Keith Skeoch and Martin Gilbert, Standard Life Aberdeen’s co-chief executives, told shareholders that they were “disappointed by this decision” considering “the strong performance and good service we have delivered for LBG, Scottish Widows and their customers”.
“We will be discussing the implications of this with LBG and Scottish Widows,” the pair added.
Standard Life Aberdeen has said it will be taking a £40m impairment charge on “the intangible asset” relating to the LBG customer relationship.
Lloyds loss strikes ‘sour note’
Laith Khalaf, senior analyst at Hargreaves Lansdown, said that LBG’s decision to walk was hardly surprising given the rivalry between Standard Life and Scottish Widows, so “the prospect of one group managing the fund range of the other was never going to sit entirely comfortably in the corridors of power in Edinburgh”.
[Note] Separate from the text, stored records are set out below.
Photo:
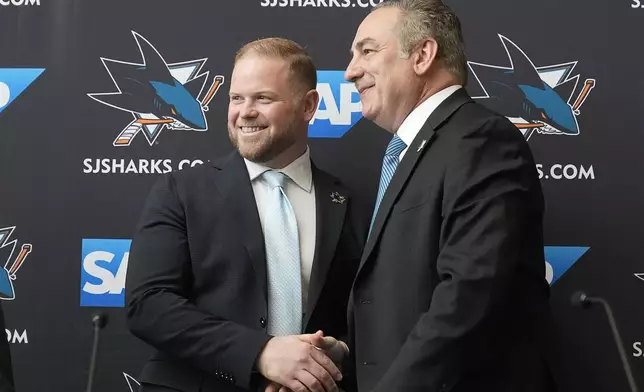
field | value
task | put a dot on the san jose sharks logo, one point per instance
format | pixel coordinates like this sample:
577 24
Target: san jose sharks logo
159 95
131 382
8 273
535 99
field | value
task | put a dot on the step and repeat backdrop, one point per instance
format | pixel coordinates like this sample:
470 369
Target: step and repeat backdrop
76 164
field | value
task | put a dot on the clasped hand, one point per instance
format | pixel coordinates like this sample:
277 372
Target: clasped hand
302 363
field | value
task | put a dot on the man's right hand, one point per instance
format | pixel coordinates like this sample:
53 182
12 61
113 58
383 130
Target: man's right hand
297 365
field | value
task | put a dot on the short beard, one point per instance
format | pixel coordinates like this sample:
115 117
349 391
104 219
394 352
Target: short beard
267 147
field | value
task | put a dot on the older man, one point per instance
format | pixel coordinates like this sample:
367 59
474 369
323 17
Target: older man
450 294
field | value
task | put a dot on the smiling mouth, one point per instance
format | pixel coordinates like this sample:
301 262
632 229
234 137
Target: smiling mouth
251 130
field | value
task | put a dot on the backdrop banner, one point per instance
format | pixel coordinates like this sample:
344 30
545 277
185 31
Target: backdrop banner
76 163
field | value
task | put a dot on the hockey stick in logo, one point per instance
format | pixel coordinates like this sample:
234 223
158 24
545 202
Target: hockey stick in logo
127 135
589 85
7 275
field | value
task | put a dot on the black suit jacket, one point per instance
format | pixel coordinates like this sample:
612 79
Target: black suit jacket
6 368
196 283
450 294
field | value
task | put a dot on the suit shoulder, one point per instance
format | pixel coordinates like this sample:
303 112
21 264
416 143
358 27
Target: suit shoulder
475 120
While “losing this book of business would strike a sour note for the Standard Life Aberdeen merger, and undermines some of the rationale for joining forces”, Khalaf said it’s worth noting that “the sort of funds involved are not run by the star managers of the stable, rather they are the sort of strategies that feature in older pension contracts sold under the Scottish Widows banner”.
“Lloyds and Scottish Widows now have 12 months to find a new home for this money,” he added. “You might think that with £109bn of assets on offer this might be an easy task, but these funds have to be managed at relatively low cost with enough margin for both the investment manager and Lloyds to make a turn. They will also find the field of suitors may be limited by the fact that some of the candidates come with the same baggage as Standard Life Aberdeen, namely a presence in the workplace pensions market.”
Lloyds could look to rebuild its own investment management capabilities, suggested Khalaf, but “12 months doesn’t give the bank a great deal of time to pull off such a big u-turn, having sold SWIP to Aberdeen only a few years ago, so this doesn’t look like a serious prospect for the time being”.